A bloated page full of unnecessary code can double or triple the page size, or more. Google now takes into account page loading speed when ranking websites. This is only one factor of many that Google uses to evaluate your site, but with all other things being equal, a faster-loading page with fewer errors will rank higher in the search engines than a slower one with bloated code.

But, perhaps more importantly, bloated, junky code makes it difficult for the search engines to find and understand your content

Search engines regularly send out “spiders” – robots – out onto the internet to “crawl” through everything they find, then report back to the engine so all the information and content can be indexed and ranked. When the friendly neighbourhood spider comes knocking on your door, he will find a jumble of clutter instead of nicely organised content all laid out for him to inspect. He’ll have to clamber over a load of junk to try to find the content hidden under all the mess and, just like your untidy desk, important things will be hidden and lost.
He may even give up looking and move on to the next site. Having a nice, clean, organised code running behind your page makes the Google spiders happy, because they can easily find and understand the content they are looking for.

So how can you tell if your code is a mess?

Messy code isn’t hard to spot. Take a look at these two examples:

Example 1

Example 2

When you look at your website’s source code, does it look ordered, with the content clearly visible and easy to pick out (example 2)? Or is it just a big jumble, with the same code repeated over and and over again (example 1)?

The secret to sparkling clean code

Forget WYSIWYG editors, online site builders and the rest. For the cleanest code, try running your site on Wordpress. It’s easy to update and edit, you don’t need to know how to write a single line of code, and the code it generates is so spare and clean you could eat your dinner off it (as long as you make sure to use a well-crafted theme like Thesis, you don’t copy/paste text from Word into the Wordpress editor, which will introduce lots of junk code, and don’t overload the site with too many widgets). Take the images above: Example 2 was built with Wordpress. Example 1 is a site built with an online “site builder” that came free with some hosting.

What if you don’t want rebuild your site from scratch?

Try cleaning up your existing code using a free online code validator. This tool will check your site for errors, and clean up the code for you.
If you want to learn more about what exactly causes bloated code, here is an excellent article on how to clean up after WYSIWYG editors.

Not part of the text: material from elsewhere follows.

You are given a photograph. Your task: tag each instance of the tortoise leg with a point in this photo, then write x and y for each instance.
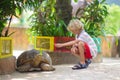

Remember: the search engine spiders can’t see the monitor like you can

They can’t see how pretty your site looks or how cool your graphics are. They can only read the code behind the page, so remember to keep the back rooms spick and span so Google can find what it’s looking for when it comes to visit. Your desk can wait until tomorrow. :-)

Summary

  • Your website is built on code that lies behind the page and tells the browser what to display to visitors
  • Search engines need the code to be clean and tidy so they can find the content they are searching for and index your pages correctly
  • Bloated, messy code also makes your pages load more slowly, which also affects search engine rankings
  • WYSIWYG editors and site builders create reaaally messy, bloated code
  • Wordpress websites have spick and span code and are easy to update.